Blog > The Farm Didn't Fail, The Family Did
How Farms Survive Purchase but Fail Inheritance
I asked an old timer. This is his story.
"Some people think buying land is the hardest part."
He said he’d heard that line his whole life. He said people see the price, the paperwork, the risk. They see the bank note and the years it takes to pay it down and assume that’s the hard part.
He said, “Buying it is just math.”
The hard part comes later.
He told me he’d watched farms survive droughts, low prices, high interest, broken equipment, and long nights of worry. They survived because one person made decisions. Someone showed up every day. Someone carried the weight and kept the wheels turning.

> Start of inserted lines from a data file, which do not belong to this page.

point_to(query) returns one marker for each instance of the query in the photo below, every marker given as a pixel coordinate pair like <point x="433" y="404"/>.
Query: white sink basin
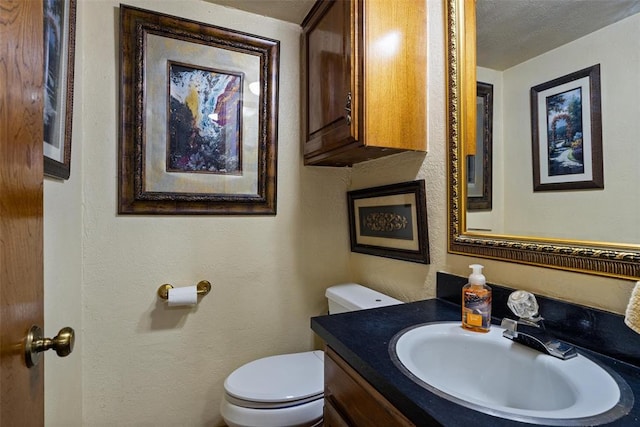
<point x="492" y="374"/>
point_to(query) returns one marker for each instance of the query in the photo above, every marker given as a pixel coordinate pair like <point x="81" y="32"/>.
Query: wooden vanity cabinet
<point x="365" y="80"/>
<point x="350" y="401"/>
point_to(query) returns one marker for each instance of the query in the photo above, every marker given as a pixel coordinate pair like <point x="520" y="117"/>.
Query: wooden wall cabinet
<point x="350" y="401"/>
<point x="365" y="71"/>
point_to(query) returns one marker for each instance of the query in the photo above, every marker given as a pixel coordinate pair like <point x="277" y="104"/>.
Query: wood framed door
<point x="21" y="208"/>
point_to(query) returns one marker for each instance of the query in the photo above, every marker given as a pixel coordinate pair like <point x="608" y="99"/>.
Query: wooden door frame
<point x="21" y="208"/>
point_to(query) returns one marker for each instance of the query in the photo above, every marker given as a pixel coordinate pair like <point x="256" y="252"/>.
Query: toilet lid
<point x="282" y="378"/>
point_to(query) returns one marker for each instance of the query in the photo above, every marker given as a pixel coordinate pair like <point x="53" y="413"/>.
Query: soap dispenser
<point x="476" y="302"/>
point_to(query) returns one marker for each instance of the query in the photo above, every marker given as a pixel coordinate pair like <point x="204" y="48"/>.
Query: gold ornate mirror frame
<point x="607" y="259"/>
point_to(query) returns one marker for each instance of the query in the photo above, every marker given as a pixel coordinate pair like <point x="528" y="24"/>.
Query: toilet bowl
<point x="287" y="390"/>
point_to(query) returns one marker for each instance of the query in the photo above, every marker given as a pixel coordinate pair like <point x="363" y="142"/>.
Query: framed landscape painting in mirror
<point x="566" y="128"/>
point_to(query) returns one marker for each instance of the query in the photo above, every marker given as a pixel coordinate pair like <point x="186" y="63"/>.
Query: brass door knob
<point x="35" y="344"/>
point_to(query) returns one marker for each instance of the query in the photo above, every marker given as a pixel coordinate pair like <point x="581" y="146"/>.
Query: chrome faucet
<point x="529" y="329"/>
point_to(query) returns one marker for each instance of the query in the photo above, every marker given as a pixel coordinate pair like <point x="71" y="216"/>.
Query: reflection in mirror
<point x="593" y="230"/>
<point x="479" y="165"/>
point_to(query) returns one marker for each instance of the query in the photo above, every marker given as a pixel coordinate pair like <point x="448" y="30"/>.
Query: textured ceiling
<point x="509" y="31"/>
<point x="285" y="10"/>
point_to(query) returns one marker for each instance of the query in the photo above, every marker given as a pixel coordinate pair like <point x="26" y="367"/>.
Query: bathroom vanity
<point x="363" y="385"/>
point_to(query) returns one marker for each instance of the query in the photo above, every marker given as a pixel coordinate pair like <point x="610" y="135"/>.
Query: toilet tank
<point x="351" y="297"/>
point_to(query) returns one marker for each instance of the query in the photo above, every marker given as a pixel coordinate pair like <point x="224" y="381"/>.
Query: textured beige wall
<point x="144" y="364"/>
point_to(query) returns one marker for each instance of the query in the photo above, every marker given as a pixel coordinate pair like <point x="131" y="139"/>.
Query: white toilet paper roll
<point x="187" y="295"/>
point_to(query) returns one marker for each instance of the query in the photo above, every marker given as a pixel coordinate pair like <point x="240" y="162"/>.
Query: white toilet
<point x="287" y="390"/>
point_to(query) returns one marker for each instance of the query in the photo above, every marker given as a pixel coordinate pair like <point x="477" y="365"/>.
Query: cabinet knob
<point x="347" y="108"/>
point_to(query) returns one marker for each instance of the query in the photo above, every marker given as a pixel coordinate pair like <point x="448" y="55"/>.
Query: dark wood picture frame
<point x="59" y="60"/>
<point x="579" y="150"/>
<point x="390" y="221"/>
<point x="149" y="106"/>
<point x="484" y="151"/>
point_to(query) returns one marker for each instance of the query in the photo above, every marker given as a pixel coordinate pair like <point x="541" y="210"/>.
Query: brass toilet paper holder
<point x="203" y="288"/>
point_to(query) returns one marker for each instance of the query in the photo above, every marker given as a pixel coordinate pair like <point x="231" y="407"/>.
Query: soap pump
<point x="476" y="302"/>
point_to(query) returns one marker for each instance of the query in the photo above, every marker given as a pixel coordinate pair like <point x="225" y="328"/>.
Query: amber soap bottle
<point x="476" y="302"/>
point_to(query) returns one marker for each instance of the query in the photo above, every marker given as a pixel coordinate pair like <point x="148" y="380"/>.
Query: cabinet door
<point x="329" y="56"/>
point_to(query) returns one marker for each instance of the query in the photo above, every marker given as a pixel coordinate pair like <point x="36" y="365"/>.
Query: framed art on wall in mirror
<point x="566" y="129"/>
<point x="198" y="130"/>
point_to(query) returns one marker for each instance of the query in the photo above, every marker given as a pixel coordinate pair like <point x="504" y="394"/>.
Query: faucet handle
<point x="524" y="305"/>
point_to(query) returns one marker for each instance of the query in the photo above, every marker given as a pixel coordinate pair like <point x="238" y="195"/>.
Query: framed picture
<point x="390" y="221"/>
<point x="59" y="54"/>
<point x="198" y="118"/>
<point x="566" y="127"/>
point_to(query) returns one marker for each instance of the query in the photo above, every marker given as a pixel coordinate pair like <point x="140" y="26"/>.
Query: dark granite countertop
<point x="362" y="339"/>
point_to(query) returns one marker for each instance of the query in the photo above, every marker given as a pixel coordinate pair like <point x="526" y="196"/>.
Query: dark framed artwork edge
<point x="132" y="197"/>
<point x="421" y="255"/>
<point x="595" y="119"/>
<point x="53" y="168"/>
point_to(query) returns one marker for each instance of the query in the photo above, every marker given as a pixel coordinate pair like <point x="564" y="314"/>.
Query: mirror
<point x="537" y="227"/>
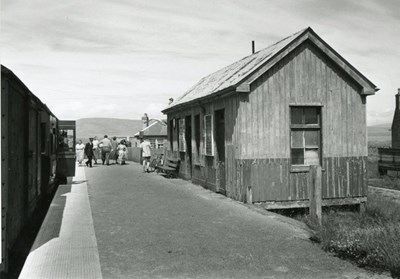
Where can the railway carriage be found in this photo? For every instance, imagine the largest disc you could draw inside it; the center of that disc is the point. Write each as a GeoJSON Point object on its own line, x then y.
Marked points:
{"type": "Point", "coordinates": [33, 158]}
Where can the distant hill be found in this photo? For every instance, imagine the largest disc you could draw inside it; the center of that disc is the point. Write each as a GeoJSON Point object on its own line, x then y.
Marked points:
{"type": "Point", "coordinates": [90, 127]}
{"type": "Point", "coordinates": [380, 133]}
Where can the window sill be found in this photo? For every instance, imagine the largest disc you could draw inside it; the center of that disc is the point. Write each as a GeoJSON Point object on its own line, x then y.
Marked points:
{"type": "Point", "coordinates": [301, 168]}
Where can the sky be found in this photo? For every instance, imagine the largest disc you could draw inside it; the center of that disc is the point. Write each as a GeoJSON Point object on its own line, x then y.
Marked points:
{"type": "Point", "coordinates": [124, 58]}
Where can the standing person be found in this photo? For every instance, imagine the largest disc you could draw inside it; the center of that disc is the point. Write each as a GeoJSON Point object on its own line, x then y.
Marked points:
{"type": "Point", "coordinates": [80, 149]}
{"type": "Point", "coordinates": [105, 150]}
{"type": "Point", "coordinates": [89, 152]}
{"type": "Point", "coordinates": [146, 153]}
{"type": "Point", "coordinates": [114, 152]}
{"type": "Point", "coordinates": [96, 150]}
{"type": "Point", "coordinates": [122, 152]}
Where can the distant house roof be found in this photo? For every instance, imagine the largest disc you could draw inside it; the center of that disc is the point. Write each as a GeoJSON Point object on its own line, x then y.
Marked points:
{"type": "Point", "coordinates": [239, 75]}
{"type": "Point", "coordinates": [157, 128]}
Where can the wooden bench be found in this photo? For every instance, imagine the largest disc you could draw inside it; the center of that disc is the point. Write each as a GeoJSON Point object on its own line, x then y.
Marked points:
{"type": "Point", "coordinates": [170, 168]}
{"type": "Point", "coordinates": [389, 159]}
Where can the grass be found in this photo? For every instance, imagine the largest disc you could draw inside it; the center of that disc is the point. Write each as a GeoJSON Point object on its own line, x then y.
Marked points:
{"type": "Point", "coordinates": [370, 239]}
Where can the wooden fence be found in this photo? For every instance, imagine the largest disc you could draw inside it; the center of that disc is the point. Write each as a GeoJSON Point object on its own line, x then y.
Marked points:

Then that person was gone.
That’s when things got complicated.
He said most farms don’t fail when they’re bought. They fail when they’re passed on.
Not because the land wasn’t good. Not because the numbers didn’t work. But because no one wanted to talk about what would happen next.
He said families assumed love would be enough. That everyone would agree. That things would “work themselves out.” The land was owned, but the plan wasn’t.
Some heirs wanted to farm. Others didn’t. Some lived close. Others lived hours away. Some needed income. Others wanted a clean break. And suddenly the farm that survived everything couldn’t survive a conversation.
He said he’d seen it too many times. A farm held together by one person’s effort, then pulled apart by good intentions and silence.
The paperwork wasn’t done. The expectations weren’t clear. The roles were never talked through. So when the time came, the land became a problem instead of a blessing.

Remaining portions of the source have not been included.